Camboja - o Sr José Boas


Entro em modo de viagem quando após a decisão do destino começo a fazer as mochilas. Mentalmente a viagem inicia-se aqui.
Mas é no táxi que me leva ao aeroporto que verdadeiramente a viagem começa. Olho pela janela do táxi e vejo as pessoas e os outros carros a passarem por mim como um prólogo da viagem que tenho pela minha frente.
Os taxistas são homens que já viram muita coisa da vida. Para eles, a vida passa pela janela do seu táxi e medem-na em quilómetros. São de conversa fácil com boas estórias para contar.

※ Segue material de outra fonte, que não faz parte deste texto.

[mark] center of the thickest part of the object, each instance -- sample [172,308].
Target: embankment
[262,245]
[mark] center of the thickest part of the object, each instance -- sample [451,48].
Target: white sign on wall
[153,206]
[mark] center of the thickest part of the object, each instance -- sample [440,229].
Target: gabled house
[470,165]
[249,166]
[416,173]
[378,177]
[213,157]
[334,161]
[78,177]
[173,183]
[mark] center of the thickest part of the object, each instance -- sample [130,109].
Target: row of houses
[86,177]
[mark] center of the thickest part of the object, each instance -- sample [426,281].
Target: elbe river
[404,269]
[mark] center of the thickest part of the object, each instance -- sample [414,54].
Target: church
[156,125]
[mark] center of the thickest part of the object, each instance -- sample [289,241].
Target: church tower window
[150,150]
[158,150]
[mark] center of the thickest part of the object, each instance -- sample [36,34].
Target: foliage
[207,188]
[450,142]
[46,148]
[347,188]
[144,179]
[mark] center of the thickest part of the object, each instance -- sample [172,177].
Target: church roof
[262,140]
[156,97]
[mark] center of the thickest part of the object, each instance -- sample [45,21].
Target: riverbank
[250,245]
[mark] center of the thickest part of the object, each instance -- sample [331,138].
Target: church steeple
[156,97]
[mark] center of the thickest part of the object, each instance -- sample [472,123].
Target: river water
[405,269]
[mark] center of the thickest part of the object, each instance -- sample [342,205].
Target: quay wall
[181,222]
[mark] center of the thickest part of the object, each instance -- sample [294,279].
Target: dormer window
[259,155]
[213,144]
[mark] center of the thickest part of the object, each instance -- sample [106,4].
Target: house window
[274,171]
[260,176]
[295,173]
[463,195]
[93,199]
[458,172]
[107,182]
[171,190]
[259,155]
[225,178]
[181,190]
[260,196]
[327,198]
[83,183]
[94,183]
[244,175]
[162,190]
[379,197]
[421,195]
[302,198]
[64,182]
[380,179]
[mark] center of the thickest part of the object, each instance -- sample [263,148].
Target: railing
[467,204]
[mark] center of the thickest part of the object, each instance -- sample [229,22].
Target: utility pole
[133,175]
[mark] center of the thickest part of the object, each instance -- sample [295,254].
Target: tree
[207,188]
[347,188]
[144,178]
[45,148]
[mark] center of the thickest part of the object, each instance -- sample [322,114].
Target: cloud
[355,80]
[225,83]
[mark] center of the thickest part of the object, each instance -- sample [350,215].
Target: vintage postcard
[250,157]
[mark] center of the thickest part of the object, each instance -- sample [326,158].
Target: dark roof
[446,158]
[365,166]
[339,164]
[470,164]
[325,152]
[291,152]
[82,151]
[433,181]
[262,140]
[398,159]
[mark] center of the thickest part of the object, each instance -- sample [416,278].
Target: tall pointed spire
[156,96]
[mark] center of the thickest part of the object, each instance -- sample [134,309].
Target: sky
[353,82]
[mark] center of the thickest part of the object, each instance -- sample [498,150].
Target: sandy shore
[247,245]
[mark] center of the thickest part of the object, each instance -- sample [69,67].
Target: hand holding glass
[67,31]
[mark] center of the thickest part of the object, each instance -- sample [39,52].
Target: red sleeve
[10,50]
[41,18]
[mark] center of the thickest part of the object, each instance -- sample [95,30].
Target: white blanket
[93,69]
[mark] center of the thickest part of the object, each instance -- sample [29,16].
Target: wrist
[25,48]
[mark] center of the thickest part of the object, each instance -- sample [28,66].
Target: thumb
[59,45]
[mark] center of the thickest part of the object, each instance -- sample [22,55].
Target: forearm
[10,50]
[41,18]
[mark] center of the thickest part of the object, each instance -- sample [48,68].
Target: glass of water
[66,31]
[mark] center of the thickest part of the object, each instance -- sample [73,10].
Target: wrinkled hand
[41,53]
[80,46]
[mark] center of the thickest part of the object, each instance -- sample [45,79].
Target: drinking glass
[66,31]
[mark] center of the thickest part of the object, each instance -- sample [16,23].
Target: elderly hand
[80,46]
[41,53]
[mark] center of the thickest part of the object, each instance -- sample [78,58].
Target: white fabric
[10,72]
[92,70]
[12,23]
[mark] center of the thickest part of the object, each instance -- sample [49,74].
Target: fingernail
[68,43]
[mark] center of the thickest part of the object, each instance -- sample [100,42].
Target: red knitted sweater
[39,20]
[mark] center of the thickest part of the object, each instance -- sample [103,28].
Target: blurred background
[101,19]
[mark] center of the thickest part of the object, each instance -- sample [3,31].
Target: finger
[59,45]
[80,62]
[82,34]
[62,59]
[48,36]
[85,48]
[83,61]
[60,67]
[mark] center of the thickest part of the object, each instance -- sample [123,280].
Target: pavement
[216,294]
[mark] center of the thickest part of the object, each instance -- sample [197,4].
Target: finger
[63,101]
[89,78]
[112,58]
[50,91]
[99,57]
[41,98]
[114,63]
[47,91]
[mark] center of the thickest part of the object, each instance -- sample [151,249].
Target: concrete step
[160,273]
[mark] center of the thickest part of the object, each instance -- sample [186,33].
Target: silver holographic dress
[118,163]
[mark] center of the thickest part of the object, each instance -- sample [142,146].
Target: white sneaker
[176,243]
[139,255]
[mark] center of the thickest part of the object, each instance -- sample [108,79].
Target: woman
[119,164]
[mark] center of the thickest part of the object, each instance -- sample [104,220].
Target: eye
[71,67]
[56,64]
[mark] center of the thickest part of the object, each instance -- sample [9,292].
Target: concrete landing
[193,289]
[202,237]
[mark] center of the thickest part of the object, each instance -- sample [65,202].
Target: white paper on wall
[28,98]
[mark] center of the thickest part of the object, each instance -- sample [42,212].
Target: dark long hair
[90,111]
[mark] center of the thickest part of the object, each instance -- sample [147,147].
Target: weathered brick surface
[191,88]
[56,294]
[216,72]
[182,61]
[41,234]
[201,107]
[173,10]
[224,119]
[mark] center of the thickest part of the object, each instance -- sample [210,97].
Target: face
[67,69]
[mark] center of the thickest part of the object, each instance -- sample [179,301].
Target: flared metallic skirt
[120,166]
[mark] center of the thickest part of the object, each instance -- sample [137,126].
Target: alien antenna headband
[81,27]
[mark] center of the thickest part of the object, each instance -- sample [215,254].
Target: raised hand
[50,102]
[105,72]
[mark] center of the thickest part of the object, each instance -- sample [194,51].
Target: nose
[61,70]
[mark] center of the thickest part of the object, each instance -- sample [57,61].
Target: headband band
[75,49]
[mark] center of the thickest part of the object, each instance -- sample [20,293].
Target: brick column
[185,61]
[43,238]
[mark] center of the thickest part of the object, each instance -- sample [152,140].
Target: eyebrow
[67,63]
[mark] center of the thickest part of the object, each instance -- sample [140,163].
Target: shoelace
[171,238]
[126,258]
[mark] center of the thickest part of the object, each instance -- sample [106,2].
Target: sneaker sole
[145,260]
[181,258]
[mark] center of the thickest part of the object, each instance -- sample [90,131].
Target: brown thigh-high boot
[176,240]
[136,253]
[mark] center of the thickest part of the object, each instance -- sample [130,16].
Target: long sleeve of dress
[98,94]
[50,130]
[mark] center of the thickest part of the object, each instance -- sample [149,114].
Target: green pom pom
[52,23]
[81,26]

O Sr José Boas é um desses homens. Tem 64 anos e é taxista há mais de 30 anos.
Para segunda semana de Setembro ainda estava muito calor, trintas e tais graus.
"O tempo já não é o que era. Não percebo quando começa uma estação começa e acaba outra". Comentou filosoficamente. Naturalmente assenti e deixei-o continuar.
"Quando tinha sete anos, lembro-me de no Inverno assistir a minha mãe a partir o gelo do tanque com um grosso pau para poder lavar a roupa. Agora já não temos Invernos como antigamente". Olhou para mim e concluiu:  "Agora é tudo igual. O clima está a mudar".
Aquela do tanque ficou a bailar-me na cabeça. Pensei que seria uma daquelas famílias que vieram do norte nas décadas de 40 e 50 para a grande cidade. Perguntei-lhe se era do norte. Sem tirar os olhos da estrada, respondeu que não. Era dos Olivais e que na sua altura aquela zona de Lisboa era apenas árvores, hortas e caminhos de terra batida. "Nem alcatrão havia".
Claro. Os Olivais nos anos 40, ainda era na essência uma local rural, longe do seu bulício actual. E uma máquina de lavar roupa, na altura, era apenas uma miragem longínqua.

Mas curiosamente, esta preocupação e constatação da alteração do clima do Sr José Boas, iria encontrá-la de novo, algumas semanas mais tarde, numa pequena cidade cambojana chamada Kampot.